Tapi rupa-rupanya nasib punya kejutan. Peristiwa yang tak disangka hadir. Ruang bawah tanah di rumah keluarga Park ternyata dihuni seorang lelaki pelarian yang terbelit utang. Istri lelaki tersebut tak lain adalah pembantu setia keluarga Park selama ini, sebelum ia didepak dengan cara halus dan digantikan salah satu keluarga Kim.

Ending film ini mengerikan. Pisau dan darah berkelebat hingga berujung kematian. Ironi ditampilkan Parasite. Ironi yang berujung pada pertanyaan, siapakah sebenarnya yang menjadi parasit disebuah siklus kehidupan ini? Apakah orang kaya, orang miskin, atau orang pelarian yang tersingkir dari kehidupan. Film ini tak gamblang menjawab. Namun memberi kesempatan pada audiens untuk menilai dan menjawab sendiri.
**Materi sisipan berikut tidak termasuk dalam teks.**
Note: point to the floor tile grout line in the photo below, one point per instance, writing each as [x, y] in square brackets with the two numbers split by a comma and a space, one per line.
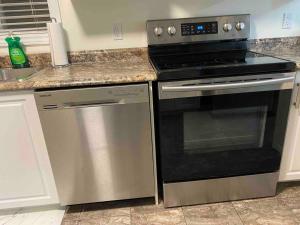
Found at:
[237, 213]
[183, 215]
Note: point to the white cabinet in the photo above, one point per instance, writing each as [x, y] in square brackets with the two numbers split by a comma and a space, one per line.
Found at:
[290, 165]
[26, 177]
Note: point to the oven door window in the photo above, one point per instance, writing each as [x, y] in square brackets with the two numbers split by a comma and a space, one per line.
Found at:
[222, 135]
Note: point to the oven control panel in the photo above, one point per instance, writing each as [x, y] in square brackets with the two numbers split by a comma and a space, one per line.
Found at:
[186, 30]
[199, 28]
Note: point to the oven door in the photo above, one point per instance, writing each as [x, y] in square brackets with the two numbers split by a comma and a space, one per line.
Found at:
[216, 128]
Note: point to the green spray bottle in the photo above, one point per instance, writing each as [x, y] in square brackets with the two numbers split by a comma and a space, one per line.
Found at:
[17, 55]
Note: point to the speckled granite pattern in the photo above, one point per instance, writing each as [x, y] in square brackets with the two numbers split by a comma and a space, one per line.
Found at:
[133, 67]
[287, 48]
[42, 59]
[120, 66]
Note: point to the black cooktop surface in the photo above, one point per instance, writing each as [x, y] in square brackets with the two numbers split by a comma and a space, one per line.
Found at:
[226, 63]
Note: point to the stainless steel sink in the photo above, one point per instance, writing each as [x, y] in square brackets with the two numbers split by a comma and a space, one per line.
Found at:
[16, 74]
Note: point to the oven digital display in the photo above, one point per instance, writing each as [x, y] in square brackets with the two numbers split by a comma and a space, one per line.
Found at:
[188, 29]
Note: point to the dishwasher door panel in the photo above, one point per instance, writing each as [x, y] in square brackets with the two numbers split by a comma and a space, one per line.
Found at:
[100, 153]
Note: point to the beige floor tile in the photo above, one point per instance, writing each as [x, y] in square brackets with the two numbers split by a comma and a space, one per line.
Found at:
[267, 211]
[212, 214]
[115, 220]
[73, 213]
[288, 190]
[148, 208]
[293, 204]
[105, 210]
[70, 222]
[158, 217]
[89, 221]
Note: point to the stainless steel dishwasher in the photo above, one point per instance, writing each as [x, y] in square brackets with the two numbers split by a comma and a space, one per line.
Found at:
[99, 142]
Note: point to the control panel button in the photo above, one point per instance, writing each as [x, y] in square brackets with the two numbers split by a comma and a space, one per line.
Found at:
[240, 26]
[171, 30]
[158, 31]
[227, 27]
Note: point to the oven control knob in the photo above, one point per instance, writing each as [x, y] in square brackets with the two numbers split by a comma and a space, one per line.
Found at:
[158, 31]
[227, 27]
[240, 26]
[171, 30]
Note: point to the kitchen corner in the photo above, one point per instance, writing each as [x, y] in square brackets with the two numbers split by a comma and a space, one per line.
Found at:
[90, 69]
[139, 116]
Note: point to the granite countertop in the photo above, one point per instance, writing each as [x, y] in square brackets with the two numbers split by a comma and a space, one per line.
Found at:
[109, 68]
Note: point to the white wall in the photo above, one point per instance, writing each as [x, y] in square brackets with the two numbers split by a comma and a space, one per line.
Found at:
[88, 23]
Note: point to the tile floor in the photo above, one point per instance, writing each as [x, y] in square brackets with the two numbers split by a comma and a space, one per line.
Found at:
[284, 209]
[48, 215]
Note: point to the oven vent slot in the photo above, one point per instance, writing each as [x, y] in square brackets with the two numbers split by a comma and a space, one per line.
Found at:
[227, 82]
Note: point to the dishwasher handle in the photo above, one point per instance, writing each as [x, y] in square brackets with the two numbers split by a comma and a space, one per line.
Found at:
[71, 105]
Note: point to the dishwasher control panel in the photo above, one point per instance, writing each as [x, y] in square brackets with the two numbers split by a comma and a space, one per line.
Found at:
[92, 97]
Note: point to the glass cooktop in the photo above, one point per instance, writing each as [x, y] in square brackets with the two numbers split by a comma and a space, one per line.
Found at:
[185, 66]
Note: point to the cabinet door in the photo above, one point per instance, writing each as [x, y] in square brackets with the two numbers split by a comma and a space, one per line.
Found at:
[25, 173]
[290, 164]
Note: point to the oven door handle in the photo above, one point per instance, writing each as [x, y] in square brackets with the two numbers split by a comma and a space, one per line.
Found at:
[212, 87]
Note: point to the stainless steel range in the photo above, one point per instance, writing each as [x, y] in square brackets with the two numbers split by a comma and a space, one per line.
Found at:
[221, 110]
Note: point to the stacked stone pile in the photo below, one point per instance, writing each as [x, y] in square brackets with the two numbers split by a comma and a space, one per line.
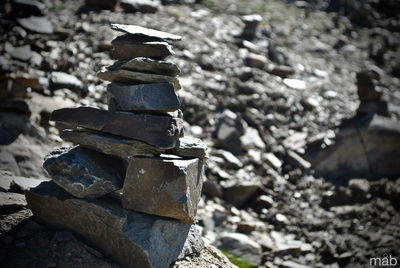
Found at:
[132, 184]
Pada akhirnya, keempat film asing ini, bagi saya tak sekadar sebagai pelepas dahaga atas keinginan saya menjerumuskan diri dalam ranah asing. Keempat film ini memberi saya makna yang begitu mendalam perihal nasib dan takdir dalam guliran kehidupan. Kedepannya saya tak jera dan akan terus mencoba mengasingkan diri kepada hal yang benar-benar belum saya kenal sama-sekali. Semoga saya bisa kembali keluar dari segala rupa keasingan, tetap menjadi diri saya sendiri, namun dengan isi kepala yang berbeda.